The Really Big Idea: M. H. Mead
I was going to say something clever about the interesting essay that follows. But I am totally distracted by horror at the thought of rule 34 applied to this phrase:
Meaty Tiddlywinks. Once you recover please read this excellent essay:
Car crashes are scary. The auto companies spend millions every year trying to convince us that their cars are the safest, but we know better. We’ve watched too many movies that show us how easy it is for cars to shoot into the sky, roll over, and blow up. Thanks to YouTube and dashboard cameras, we can watch Stupid-People-Who-Are-Not-Us smashing into other cars left and right, rebounding from stationary objects, and blasting pedestrians into the air as if they were meaty tiddlywinks.
In films, the scariest crashes aren’t the ones we see from a distance, but rather the interior shots where gravity suddenly seems cancelled due to lack of payment and the view out the windshield stops making sense. When the passengers dangle from their safety restraints and their personal possessions begin the mid-air waltz of underwear in the tumble dryer, we have to cover our eyes.

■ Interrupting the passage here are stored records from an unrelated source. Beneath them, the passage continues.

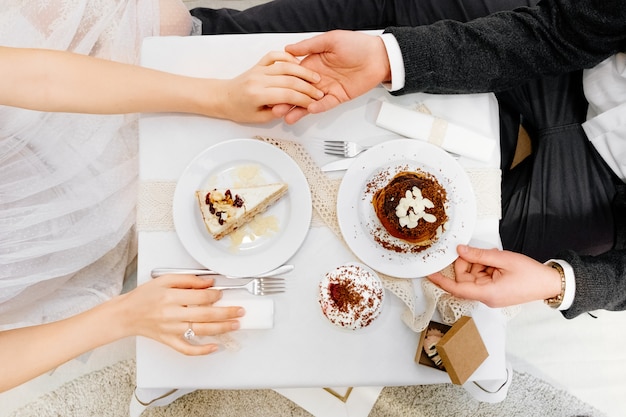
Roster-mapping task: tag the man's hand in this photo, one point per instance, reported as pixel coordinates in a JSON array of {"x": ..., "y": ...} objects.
[
  {"x": 349, "y": 63},
  {"x": 499, "y": 278}
]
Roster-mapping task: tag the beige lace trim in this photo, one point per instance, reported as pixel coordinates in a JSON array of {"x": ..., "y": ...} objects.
[{"x": 155, "y": 214}]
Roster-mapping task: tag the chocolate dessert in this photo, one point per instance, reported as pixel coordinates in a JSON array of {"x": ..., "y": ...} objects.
[{"x": 411, "y": 207}]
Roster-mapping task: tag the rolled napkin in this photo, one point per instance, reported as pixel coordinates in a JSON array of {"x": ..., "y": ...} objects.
[
  {"x": 259, "y": 310},
  {"x": 422, "y": 126}
]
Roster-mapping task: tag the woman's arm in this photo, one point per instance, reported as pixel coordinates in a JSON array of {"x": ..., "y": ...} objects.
[
  {"x": 160, "y": 309},
  {"x": 61, "y": 81}
]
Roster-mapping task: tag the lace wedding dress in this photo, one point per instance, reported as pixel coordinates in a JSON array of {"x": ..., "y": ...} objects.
[{"x": 68, "y": 181}]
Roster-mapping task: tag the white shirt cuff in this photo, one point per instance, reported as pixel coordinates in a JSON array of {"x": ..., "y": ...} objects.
[
  {"x": 396, "y": 63},
  {"x": 570, "y": 284}
]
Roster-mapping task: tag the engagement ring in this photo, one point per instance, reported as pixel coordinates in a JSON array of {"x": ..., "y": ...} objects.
[{"x": 189, "y": 333}]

If watching car crashes second hand is bad, the near-misses we’ve had are terrifying. Looking into a rear view mirror in anticipation of a rear-ending makes us feel helpless. The loss of control that we feel when the tires hit a patch of ice makes our hearts seize and our breathing stop. It’s probably the lack of control in general that is so unnerving; one likes to be the captain of one’s destiny, the pilot of one’s soul, the composer of one’s metaphor—and we don’t like when reality intrudes on that delightful illusion.
We both drive a lot, and almost all our trips take us on the highways around Detroit. We see the carnage of driving-gone-wrong every day. Maybe that’s why crashes scare us so. We know we’ll probably never be taken hostage by bank robbers or flee from a tsunami. But a car accident? Highly likely. In fact, they’ve already happened to both of us, and in Harry’s case, it was nearly fatal.
There are a lot of car crashes in Taking the Highway—terrifying collisions where the people don’t just have to worry about their own driving or the dubious skills of the other drivers, but about the very technology that is supposed to keep them safe.
In the fictional world of Taking the Highway, cars and highways work together to keep drivers safe. Overdrive technology—an artificial intelligence system—lines every highway in Detroit. Overdrive monitors the flow of traffic and sends override codes to cars to keep them from speeding, veering, or crashing.
That is, until things go horribly wrong. Someone is sabotaging Overdrive, confusing the sensors and causing horrific accidents. Is it somehow connected to the carpool laws, and the professional hitchhikers who are paid to fill cars? Or does it go deeper, into the sordid politics of Detroit itself? The only one who can stop the crashes is homicide detective Andre LaCroix, who has to arrest the culprits before becoming their next victim.
Writers are told to write what they know. But it’s more important that we write what scares us. And what scares us is car crashes. We hope it will also be what scares you, because cars of the future will be safer than ever—and will fail in ways we can only dream of.
M.H. Mead is the shared pen name of Margaret Yang and Harry R. Campion. When not writing books together, they can be found at their homes in Michigan watching very bad television and eating key lime pie.